Yes, and I have to say it was by far my most difficult assignment. I was recruited by a Dublin-based agency that provided interpreters for Irish courts. They hired me because a high-profile Polish-English trial in the High Court was about to start. I had little experience and was initially reluctant, but the agency assured me that there would be an official court interpreter who would interpret out loud, while I would serve as a language assistant to one of the defendants, helping him communicate with his legal team and discuss strategy. That seemed reasonable, so I agreed.
Little did I know (nor did anyone else!) that on the first day, the defendant would dismiss his entire legal team and decide to represent himself in court. I’ll never forget the judge’s words: “Now, please come with your interpreter to the front bench.” Suddenly, I was the interpreter, responsible for interpreting everything the defendant said in court, including his closing speech to the jury. Thanks to the collaboration with the main court interpreter, the judge, and the legal teams, the trial proceeded smoothly, but it was an incredibly stressful experience. The trial lasted three weeks, and I could hardly eat from the stress. The silver lining is that, since then, no assignment has seemed too difficult or stressful.
Do you believe it’s a good time to enter the language services business?
To be completely honest, I don’t think so. There is little room for new professionals in the ever-shrinking translation and interpreting market. I don’t believe the job will disappear entirely — there will always be a need for certified translators or interpreters with security clearance, i.e., someone who bears responsibility for the content of the translation. However, for translators, much of the work has already disappeared, and the remaining jobs often involve post-editing machine-translated texts.
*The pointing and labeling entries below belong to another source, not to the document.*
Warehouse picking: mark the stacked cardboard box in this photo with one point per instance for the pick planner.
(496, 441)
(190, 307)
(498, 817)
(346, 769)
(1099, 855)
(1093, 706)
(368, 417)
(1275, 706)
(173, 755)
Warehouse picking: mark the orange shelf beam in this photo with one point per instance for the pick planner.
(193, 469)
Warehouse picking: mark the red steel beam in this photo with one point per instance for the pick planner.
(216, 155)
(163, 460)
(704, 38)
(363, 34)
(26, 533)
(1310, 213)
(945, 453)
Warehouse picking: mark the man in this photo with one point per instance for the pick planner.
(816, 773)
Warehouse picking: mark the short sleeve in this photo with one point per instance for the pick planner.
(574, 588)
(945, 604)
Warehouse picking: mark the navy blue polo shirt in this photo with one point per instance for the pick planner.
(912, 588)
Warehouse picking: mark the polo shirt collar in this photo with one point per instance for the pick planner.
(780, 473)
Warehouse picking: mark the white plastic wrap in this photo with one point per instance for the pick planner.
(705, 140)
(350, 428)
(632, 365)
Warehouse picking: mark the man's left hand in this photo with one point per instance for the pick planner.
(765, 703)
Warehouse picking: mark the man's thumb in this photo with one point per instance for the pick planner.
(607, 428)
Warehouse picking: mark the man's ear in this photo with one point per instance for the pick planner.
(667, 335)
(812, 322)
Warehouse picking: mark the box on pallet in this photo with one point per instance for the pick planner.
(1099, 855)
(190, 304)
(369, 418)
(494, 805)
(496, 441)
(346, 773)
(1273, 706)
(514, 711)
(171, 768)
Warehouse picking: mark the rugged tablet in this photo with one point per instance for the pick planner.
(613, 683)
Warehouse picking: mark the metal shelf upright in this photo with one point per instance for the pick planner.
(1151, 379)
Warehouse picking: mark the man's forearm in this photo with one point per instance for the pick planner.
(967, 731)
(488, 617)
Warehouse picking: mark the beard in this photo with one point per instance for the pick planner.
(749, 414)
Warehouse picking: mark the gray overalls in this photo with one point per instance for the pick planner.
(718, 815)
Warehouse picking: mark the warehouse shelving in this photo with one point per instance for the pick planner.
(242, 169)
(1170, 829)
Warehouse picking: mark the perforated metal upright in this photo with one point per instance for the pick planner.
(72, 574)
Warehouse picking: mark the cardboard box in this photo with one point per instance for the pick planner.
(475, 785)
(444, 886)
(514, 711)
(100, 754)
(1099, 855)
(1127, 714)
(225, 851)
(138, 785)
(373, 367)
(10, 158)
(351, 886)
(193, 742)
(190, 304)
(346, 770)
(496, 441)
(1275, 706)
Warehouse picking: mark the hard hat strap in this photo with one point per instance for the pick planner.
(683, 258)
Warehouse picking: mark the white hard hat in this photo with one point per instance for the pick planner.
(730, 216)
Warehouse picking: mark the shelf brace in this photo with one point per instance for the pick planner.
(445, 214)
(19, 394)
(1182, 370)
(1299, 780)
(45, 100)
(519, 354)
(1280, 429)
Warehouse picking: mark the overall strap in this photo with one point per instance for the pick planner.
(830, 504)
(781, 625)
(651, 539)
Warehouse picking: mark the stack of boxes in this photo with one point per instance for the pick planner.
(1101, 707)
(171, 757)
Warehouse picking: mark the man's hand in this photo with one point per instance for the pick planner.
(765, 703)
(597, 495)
This hasn’t happened yet in conference interpreting, but there are experiments and pilot projects with speech-to-speech automated language processing, and in some applications, such tools may soon replace interpreters. At the moment, the quality and delay of these tools leave much to be desired, but progress is inevitable, and soon the interpreting market will also experience a dip due to AI-driven tools. In other words, there is less and less work for human translators and interpreters, so I wouldn’t recommend this path to someone who is still undecided about their career. In a recent study published by Microsoft, translators and interpreters ranked first in terms of replaceability by AI — the data speaks for itself.
Where do you see yourself professionally in the next 10 years?
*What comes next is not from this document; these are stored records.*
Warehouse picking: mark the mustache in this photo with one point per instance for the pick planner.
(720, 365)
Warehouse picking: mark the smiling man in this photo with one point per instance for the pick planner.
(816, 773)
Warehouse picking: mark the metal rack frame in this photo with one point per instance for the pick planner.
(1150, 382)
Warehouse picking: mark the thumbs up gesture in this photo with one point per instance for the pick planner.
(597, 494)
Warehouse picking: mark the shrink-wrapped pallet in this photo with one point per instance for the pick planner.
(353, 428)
In 10 years, I’ll be 10 years away from retirement age, and I would love to retire while still doing what I love — interpreting. I have my doubts about whether that will be possible, but time will tell. I might move into language consulting or public speaking training, or perhaps return to university lecturing. I do reflect on this, but it doesn’t keep me awake at night. I believe that, as interpreters, we have a wealth of unique skills that can be valuable in almost any profession.
What predictions do you have for the future of the language services business?
AI will continue to transform the way we work. Some translators and interpreters will leave the profession, while others will embrace technology rather than resist it. I imagine that, in the future, interpreters will work alongside AI “boothmates” — a human interpreter working with an AI partner, correcting the text generated by AI, much as translators now post-edit machine translations. Or perhaps we’ll be paid to be on standby, called in whenever a language issue arises. Maybe our work will resemble that of theater prompters, whispering the missing words to people speaking a foreign language when they struggle to find the right term.
Eventually, our work as we see it today may become dispensable, but in the meantime, new jobs will emerge for people with our skillset.